Le tatouage dans les sociétés tribales anciennes ou modernes est depuis longtemps utilisé comme un moyen de communiquer un statut social, un fait marquant, une affiliation à un groupe, ou encore une invocation à la protection divine. Dans les anciens temps et jusqu’à maintenant, le tatouage est considéré comme un rituel de passage important pour l’âge adulte. Les tatouages ont également été utilisés pour éloigner le diable, affirmer le courage d’un homme, noter une récompense ou une punition. Car les premiers tatouages n’étaient pas figuratifs, comme ils tendent à l’être aujourd’hui.

Ils étaient essentiellement constitués de points et de lignes positionnés sur les parties visibles du corps comme un moyen de communication non verbal.

La grande différence entre les premiers tatouages et ceux de maintenant réside dans la manière dont ils communiquent avec les autres personnes. Il est toujours vrai qu’à ce jour beaucoup d’entre eux représentent encore une déclaration envers le monde, comparable certainement aux tatouages tribaux. Mais la plupart des gens d’aujourd’hui portent des tatouages pour leur propre plaisir, sans que le message ne soit adressé au monde entier.
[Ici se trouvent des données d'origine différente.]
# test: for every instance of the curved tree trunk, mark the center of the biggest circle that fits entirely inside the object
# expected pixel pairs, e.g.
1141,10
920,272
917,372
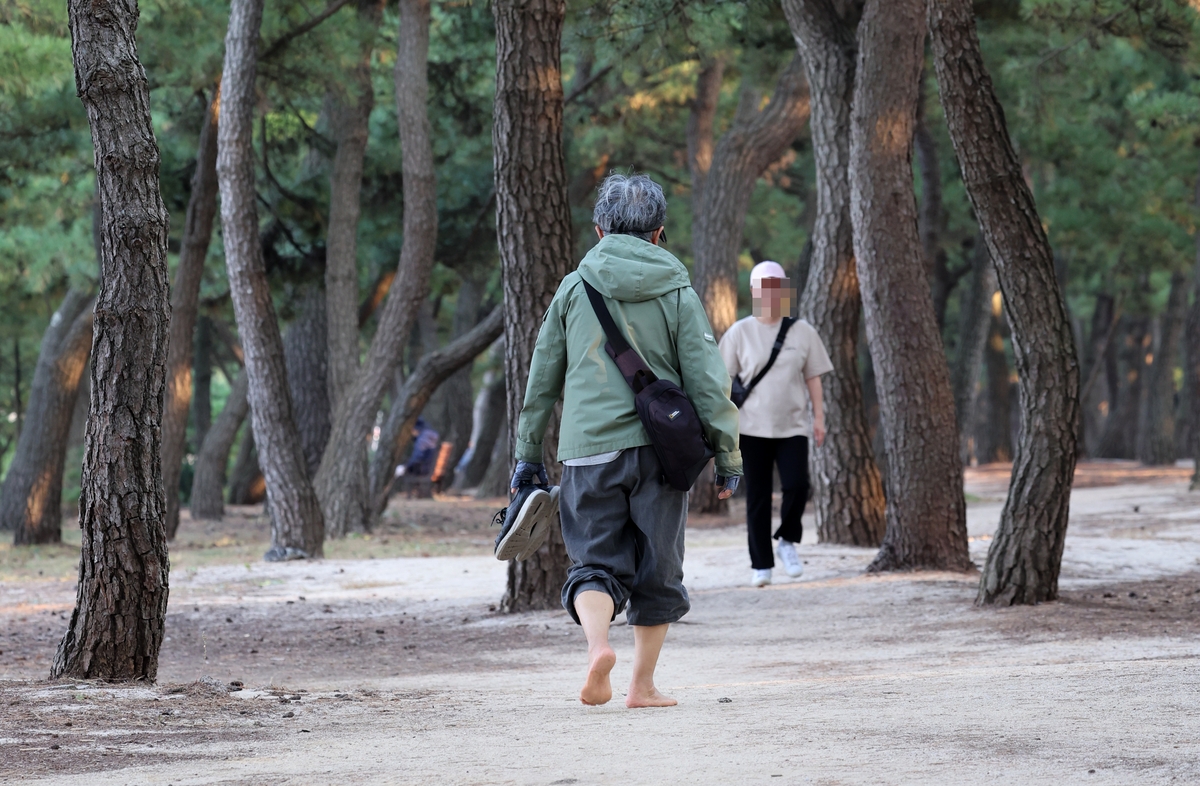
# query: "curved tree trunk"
306,354
117,628
756,141
925,509
31,496
208,483
341,496
996,430
533,223
1156,443
1026,551
847,491
975,317
297,525
185,292
433,370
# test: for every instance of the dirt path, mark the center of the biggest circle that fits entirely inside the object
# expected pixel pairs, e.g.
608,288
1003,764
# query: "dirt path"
397,671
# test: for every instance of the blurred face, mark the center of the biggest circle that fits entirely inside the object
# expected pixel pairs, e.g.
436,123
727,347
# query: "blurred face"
773,298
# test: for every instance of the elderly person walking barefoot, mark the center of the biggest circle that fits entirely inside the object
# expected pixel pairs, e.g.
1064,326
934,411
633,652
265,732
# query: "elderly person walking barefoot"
777,365
622,523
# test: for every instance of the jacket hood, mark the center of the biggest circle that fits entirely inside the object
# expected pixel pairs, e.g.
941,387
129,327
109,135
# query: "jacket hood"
631,270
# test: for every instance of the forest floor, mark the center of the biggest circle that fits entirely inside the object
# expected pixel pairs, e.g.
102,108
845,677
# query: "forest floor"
387,663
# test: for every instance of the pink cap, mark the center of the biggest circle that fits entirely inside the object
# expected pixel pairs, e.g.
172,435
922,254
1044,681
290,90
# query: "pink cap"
766,270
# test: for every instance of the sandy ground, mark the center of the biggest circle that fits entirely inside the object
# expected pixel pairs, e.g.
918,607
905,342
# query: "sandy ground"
400,671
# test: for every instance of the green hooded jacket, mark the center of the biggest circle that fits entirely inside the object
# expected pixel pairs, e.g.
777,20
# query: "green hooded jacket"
652,301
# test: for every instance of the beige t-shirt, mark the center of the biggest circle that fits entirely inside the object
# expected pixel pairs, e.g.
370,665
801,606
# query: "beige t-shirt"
779,405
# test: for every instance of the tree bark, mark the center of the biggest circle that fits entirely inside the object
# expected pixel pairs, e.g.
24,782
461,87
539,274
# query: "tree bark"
847,491
756,141
31,496
1156,443
701,115
208,483
533,223
433,370
346,509
185,292
1026,551
996,439
925,508
306,353
297,525
117,627
975,317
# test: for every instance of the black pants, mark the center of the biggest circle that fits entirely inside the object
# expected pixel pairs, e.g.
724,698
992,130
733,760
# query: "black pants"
760,455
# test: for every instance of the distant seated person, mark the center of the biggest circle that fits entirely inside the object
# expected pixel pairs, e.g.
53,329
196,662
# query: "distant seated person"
417,471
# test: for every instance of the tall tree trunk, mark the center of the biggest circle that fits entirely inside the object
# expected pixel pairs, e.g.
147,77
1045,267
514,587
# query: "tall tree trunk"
701,117
1026,551
925,508
1156,443
453,403
975,316
306,352
847,489
351,112
533,223
208,483
1192,360
202,370
996,441
490,408
433,370
297,526
185,293
31,496
1095,397
756,141
341,496
351,115
117,627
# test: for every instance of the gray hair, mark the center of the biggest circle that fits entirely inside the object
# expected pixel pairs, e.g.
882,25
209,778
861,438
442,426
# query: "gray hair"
630,205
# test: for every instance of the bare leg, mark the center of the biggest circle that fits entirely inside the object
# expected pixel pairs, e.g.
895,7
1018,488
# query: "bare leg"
647,646
595,612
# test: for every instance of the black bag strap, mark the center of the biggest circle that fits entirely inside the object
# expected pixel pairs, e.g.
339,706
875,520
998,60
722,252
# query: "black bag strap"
780,337
635,371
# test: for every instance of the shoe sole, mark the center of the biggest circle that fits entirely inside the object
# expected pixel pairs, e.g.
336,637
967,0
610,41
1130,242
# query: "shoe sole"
540,529
517,541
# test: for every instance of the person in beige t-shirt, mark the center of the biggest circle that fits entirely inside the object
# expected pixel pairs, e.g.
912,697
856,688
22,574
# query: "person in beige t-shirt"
775,419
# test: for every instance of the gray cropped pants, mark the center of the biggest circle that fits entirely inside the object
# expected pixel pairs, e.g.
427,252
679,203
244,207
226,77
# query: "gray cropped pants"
624,529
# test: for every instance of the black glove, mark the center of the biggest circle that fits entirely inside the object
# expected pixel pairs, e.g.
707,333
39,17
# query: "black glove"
727,484
526,472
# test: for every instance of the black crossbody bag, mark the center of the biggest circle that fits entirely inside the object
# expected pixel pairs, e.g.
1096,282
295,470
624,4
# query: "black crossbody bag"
664,408
738,393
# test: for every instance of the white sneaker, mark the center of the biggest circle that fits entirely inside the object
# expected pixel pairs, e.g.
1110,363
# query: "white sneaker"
786,553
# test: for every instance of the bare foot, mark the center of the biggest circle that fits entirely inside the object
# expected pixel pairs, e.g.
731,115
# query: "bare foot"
651,697
598,689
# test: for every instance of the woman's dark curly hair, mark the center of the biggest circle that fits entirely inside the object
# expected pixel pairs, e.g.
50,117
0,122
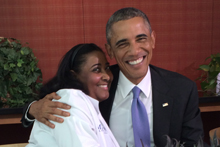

Et quelle du’en soit la motivation, un tatouage résulte presque toujours d’un choix personnel, et non social : car il est le signe de notre individualité, d’une déclaration que l’on adresse à un public plus ou moins large.

Le mot « tatouage » porte une origine exotique : il vient du polynésien « tatau », qui est lui-même une onomatopée dérivée du bruit produit par le tapotement des tiges de tatouages artisanales. Il est ensuite adopté par le monde occidental selon le terme « tataw ».Tatouage Polynesien

Au XVIIIe siècle, les navigateurs et les explorateurs furent les premiers à entrer en contact avec les tribus tatouées de Polynésie et rapportèrent cette forme d’art avec eux, ainsi qu’un nouveau mode opératoire constant à planter des teintures végétales sous la peau, ou à frotter des cendres sur une plaie ouverte pour laisser une marque.

La première machine à tatouage rotative originellement brevetée pour la gravure à été inventée par Thomas Edison. Elle fut ensuite modifiée quelques années plus tard pour s’allier de recharges d’encre et d’aiguilles de tatouage. Ces machines sont alimentées au moyen de deux rouleaux électromagnétiques qui font mouvoir une barre sur laquelle les aiguilles sont fixées.

Les équipements d’aujourd’hui sont bien plus perfectionnés et permettent aux artistes de contrôler la vitesse et la profondeur de pénétration des aiguilles afin d’exécuter des nuances plus subtiles. Il arrive que les artistes utilisent des machines différentes, avec des fixations d’aiguilles variables selon l’épaisseur du trait voulu . Même si nos techniques de tatouage diffèrent des méthodes traditionnelles, certains artistes font perdurer ces vieilles techniques qu’ils ont apprises des maitres polynésiens et se spécialisent dans l’art de l’encrage corporel à la main.

Au XVIIIe siècle, le « tataw » apporté par les explorateurs revêtait pour les populations occidentales une connotation très négative. Les gens tatoués furent alors perçus comme des criminels ou des monstres de foire pendant un long moment.